Finally sitting down to process an incredible couple of days in Cyprus at the Continuum2016 conference on the Continuum in Music and Architecture hosted by the Centre Iannis Xenakis and the University of Cyprus Department of Architecture. It was a wonderful chance to meet scholars from all over the world and gather ideas, inspiration, and various wonderful teaching resources:
Keynote performer Peter Sheppard Skærved's speech set the tone by emphasizing the importance of making space for reflection—in one's craft as an artist, in the depth of one's knowledge and therefore ability to make a difference as a scholar, and finally in being aware of communities—the importance of continuum as self-awareness and global awareness.
Sharon Kanach presented a lecture on Scelsi's compositional process (and his influence on Xenakis's music), full of rich information and history from her experience working with both composers personally. Keynote speaker Athanassios Economou shared several interactive tools such as GRAPE from SWAP Plus, the online research and development department of SWAP Architects. GRAPE, a parametric shape grammar interpreter, allows the user to visualize various manipulations/transformations of geometric shapes given various restrictions/rules.
Others presented research in progress, including Konstantina Kalfa's presentation on Villa Mache (continuum in the architecture and use of light in Xenakis's designs).
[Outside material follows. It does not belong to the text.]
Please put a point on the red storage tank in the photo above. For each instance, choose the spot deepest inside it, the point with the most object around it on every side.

Composers presented their own work, including Nicoleta Chatzopoulou, who talked about using silence as a landscape in musical composition.
It was inspiring to be around both young and established scholars who value critical thought, feedback, and making time for both rigorous academic focus and reflection. The arts allow us to perceive nuances in continuum if we have patience: in music, learning to support others' voices; in visual art, to literally be able to create/have perspective; in dance, to learn to support the weight of another human being. Gatherings such as these allow for that optimism and critique to find its place in the ongoing struggle for relevance and reflection in the arts/academia.